Lantas mengapa masyarakat kita cenderung panik? Tiada lain karena sentimen negatif yang sudah didesain dengan apik di tengah suhu politik yang kian memanas. Kekhawatiran akan terulang kembalinya krisis moneter 1998 menjadi momok yang cukup menakutkan. Padahal menyamakan krisis ekonomi  1998 dengan yang terjadi sekarang di 2018 sangat tidak relevan. Tahun 1998 pelemahan rupiah terhadap dollar bisa mencapai 800% dimana nilai mata uang rupiah ketika itu anjlok dari Rp2.500,- menjadi Rp16.800,-. Bagaimana dengan keadaan saat ini? melemahnya nilai tukar rupiah terhadap dollar rata-ratanya adalah berkisar Rp13.500,- s.d. Rp14.800,- sehingga para ekonom menilai rupiah masih aman meskipun harus tetap diwaspadai.

Sentimen negatif seperti yang belum lama ini terjadi ketika salah seorang cawapres yang memberikan pernyataan kontroversial di beberapa media bahwa saat ini uang senilai Rp100.000,- bila dibelanjakan di pasar hanya bisa membawa pulang cabe dan bawang. Sentimen negatif lain juga dikeluarkan dengan mengatakan bahwa ukuran tempe sekarang setipis dengan kartu ATM. Seketika itu banyak para “emak-emak” netizen yang beramai-ramai belanja ke warung dan pasar untuk membuktikan dan mengunggah video kegiatan belanjanya di sosial media. Sorotan-pun berdatangan karena hasil di lapangan tidak membuktikan hal yang demikian. Meskipun tidak masuk akal, namun pernyataan tersebut akan menciptakan suatu paradigma kepanikan tersendiri di benak masyarakat.

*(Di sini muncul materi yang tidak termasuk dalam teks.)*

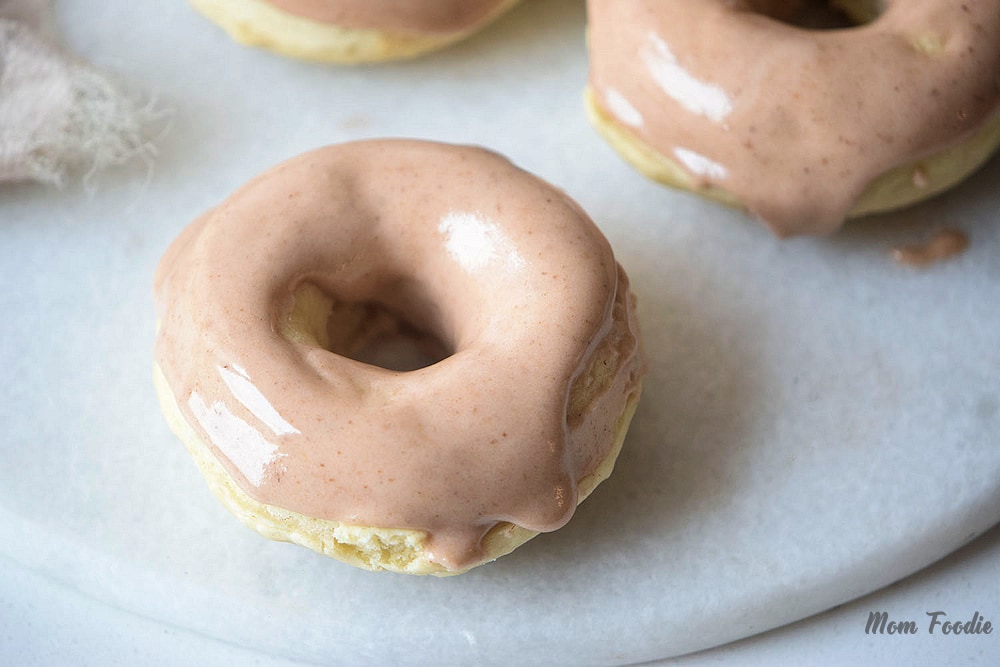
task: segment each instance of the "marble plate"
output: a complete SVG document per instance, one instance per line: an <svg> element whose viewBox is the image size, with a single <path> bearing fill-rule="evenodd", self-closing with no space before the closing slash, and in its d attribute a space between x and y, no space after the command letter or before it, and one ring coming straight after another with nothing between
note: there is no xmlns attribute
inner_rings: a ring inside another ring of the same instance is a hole
<svg viewBox="0 0 1000 667"><path fill-rule="evenodd" d="M142 164L0 189L0 555L225 640L340 663L621 664L882 587L1000 519L1000 162L925 205L778 241L589 129L582 3L445 53L331 69L183 3L65 0L72 47L174 111ZM170 240L271 164L410 136L491 146L577 198L638 293L651 368L615 475L563 530L452 579L265 541L210 496L151 385ZM961 257L890 250L942 226Z"/></svg>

Tentu hal ini menjadi paradoks, dimana pernyataan yang dilontarkan jauh bertolak belakang dengan keadaan sebenarnya. Maka, kedepannya diharapkan agar masyarakat dapat berpikir lebih kritis dan rasional atas segala informasi yang telah diterimanya. Peran ekonom dan akademisi sangat diperlukan untuk memberikan edukasi dan sosialisasi sebagai bentuk tanggung jawab profesi kepada masyarakat. Namun tentu dengan mengedepankan aspek netralitas dan bersifat objektif yang berpedoman pada nilai-nilai etika.

Sebagai penutup sekaligus menjawab pertanyaan terakhir mengenai apa yang bisa kita lakukan sebagai warga negara khususnya kita yang berada di NTB untuk membantu menguatkan nilai mata uang rupiah? Jawabannya antara lain: membantu pemerintah dengan cara mendukung pengurangan penggunaan dollar karena impor (batasi konsumsi barang impor), menyesuaikan diri atas kenaikan harga BBM sebagai upaya pemerintah dalam pemerataan harga (program satu harga), membantu negara dalam pendapatan pajak (taat pajak), membantu pemerintah dan mendukung pembangunan infrastuktur berkelanjutan, meningkatkan kemampuan potensi daerah untuk menghasilkan produk layak ekspor, memaksimalkan aktivitas sektor jasa terutama pariwisata (potensi yang sangat besar untuk terus dikembangkan di NTB) dengan meningkatkan jumlah angka wisatawan dan industri kreatif nasional.

Semoga dengan ulasan singkat ini kita dapat lebih memahami dan menyikapi dengan bijak apa yang kini tengah menjadi kondisi riil perekonomian kita, serta dampaknya yang timbul di kehidupan masyarakat.